VERYCREEPY! I like it. 

Dennis


----------



## slightlymad (May 25, 2006)

OOH i like it now i feel such the slacker


----------



## turtle2778 (Jul 9, 2006)

EEEEWW Was she holding her own head???? Sick...i loved it.


----------



## SpookySam (Mar 27, 2007)

That's kind of....disturbing.....WELL DONE!


----------



## dave the dead (Jan 31, 2007)

she's beautiful!


----------



## Dr Morbius (Sep 21, 2004)

Hey that turned out nice, Otaku! Great looking corpse!


----------



## skeletonowl (Aug 8, 2006)

very cute  
What kind of light are you planning to shine on 'er?


----------



## slimy (Jul 12, 2006)

Good looking prop, there, mister O. But, how are you gonna make it talk?


----------



## Liam (Mar 23, 2007)

Very, very nice! Great way to start the season.


----------



## pyro (Oct 7, 2006)

Wow I Didnt Know That You Knew My X-wife  ---great Job


----------



## DaveintheGrave (Jan 14, 2007)

WOW, Otaku. It looks like your corpse-making skill has increased ten-fold since last year. I'm amazed!! You're going to give Krough a run for his money with this one. Great job!!!


----------



## Lauriebeast (Feb 27, 2007)

Very nice and twisted, Otaku....she came out great


----------



## Ms. Wicked (Nov 14, 2006)

Ewww - that turned out great.


----------



## Ghostess (Aug 21, 2005)

She's awesome!


----------



## Haunted Bayou (Feb 16, 2007)

Well done, sir.


----------



## One of the Devils Rejects (Jul 16, 2006)

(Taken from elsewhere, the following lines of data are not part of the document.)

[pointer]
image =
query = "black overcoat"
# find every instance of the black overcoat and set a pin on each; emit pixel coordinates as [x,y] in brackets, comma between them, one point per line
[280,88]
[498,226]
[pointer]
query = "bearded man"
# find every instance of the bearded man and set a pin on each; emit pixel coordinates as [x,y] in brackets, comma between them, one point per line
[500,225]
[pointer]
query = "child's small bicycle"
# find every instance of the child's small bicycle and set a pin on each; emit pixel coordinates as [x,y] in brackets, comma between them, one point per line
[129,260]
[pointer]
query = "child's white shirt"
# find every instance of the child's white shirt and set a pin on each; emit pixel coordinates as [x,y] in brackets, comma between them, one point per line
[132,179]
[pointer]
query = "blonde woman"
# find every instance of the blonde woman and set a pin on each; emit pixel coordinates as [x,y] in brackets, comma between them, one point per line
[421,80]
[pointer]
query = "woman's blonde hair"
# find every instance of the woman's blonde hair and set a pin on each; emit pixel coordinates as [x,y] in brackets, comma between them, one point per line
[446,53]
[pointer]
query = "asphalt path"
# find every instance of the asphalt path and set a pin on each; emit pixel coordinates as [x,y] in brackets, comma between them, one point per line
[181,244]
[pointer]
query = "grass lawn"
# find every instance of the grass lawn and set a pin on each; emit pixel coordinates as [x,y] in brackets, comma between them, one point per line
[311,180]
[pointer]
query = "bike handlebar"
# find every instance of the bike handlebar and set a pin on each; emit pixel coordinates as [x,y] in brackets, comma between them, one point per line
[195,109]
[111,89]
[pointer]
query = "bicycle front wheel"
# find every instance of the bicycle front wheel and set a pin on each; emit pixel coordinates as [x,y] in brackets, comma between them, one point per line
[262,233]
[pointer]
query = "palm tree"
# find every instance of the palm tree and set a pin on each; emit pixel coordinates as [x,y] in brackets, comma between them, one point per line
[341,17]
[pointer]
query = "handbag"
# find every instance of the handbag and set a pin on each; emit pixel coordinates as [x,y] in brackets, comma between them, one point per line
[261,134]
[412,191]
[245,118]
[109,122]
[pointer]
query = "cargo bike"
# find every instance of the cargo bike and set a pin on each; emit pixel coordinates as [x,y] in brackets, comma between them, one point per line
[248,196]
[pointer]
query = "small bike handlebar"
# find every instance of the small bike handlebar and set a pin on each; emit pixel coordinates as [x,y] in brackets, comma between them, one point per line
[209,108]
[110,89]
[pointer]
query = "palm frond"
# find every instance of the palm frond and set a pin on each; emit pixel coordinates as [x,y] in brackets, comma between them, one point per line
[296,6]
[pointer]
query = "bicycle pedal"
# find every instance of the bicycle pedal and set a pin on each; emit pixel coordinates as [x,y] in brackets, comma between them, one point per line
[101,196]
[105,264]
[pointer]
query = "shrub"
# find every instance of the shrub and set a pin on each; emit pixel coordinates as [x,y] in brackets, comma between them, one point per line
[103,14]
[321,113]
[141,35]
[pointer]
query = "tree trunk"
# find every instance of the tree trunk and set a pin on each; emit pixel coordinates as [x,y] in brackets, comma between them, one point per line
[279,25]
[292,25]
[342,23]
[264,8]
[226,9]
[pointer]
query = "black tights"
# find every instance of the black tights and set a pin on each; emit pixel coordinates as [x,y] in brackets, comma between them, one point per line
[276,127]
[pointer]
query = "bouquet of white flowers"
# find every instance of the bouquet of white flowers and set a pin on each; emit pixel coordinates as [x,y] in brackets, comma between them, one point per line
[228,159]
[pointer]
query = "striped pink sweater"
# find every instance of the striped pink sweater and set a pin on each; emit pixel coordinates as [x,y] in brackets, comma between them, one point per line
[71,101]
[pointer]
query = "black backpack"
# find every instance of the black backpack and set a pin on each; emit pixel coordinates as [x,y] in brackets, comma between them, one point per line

that is very, very creepy. can you tell us what you used and how you did it?


----------



## HalloweenZombie (Jul 22, 2007)

That's pretty sick looking. IIIIIIIIIII like it!


----------



## heresjohnny (Feb 15, 2006)

Otaku, I love the pose, that turned out great!


----------



## Sickie Ickie (Jun 20, 2006)

Love the veins!


----------



## Otaku (Dec 3, 2004)

One of the Devils Rejects said:


> that is very, very creepy. can you tell us what you used and how you did it?


Thanks, all for the kind words! This prop was a lot of fun to make.
I used rolled newspaper and paper towel/glue mache for the arms/body. The color was done with Aged Oak Gel Stain and a diluted black acrylic paint wash. The lighting is probably going to concentrate on the head, maybe a blue LED uplight on the body - I'm still undecided on that part.


----------



## Lilly (Jun 13, 2006)

Very gruesome Otaku 
Great Job
It will prob look good in any color light


----------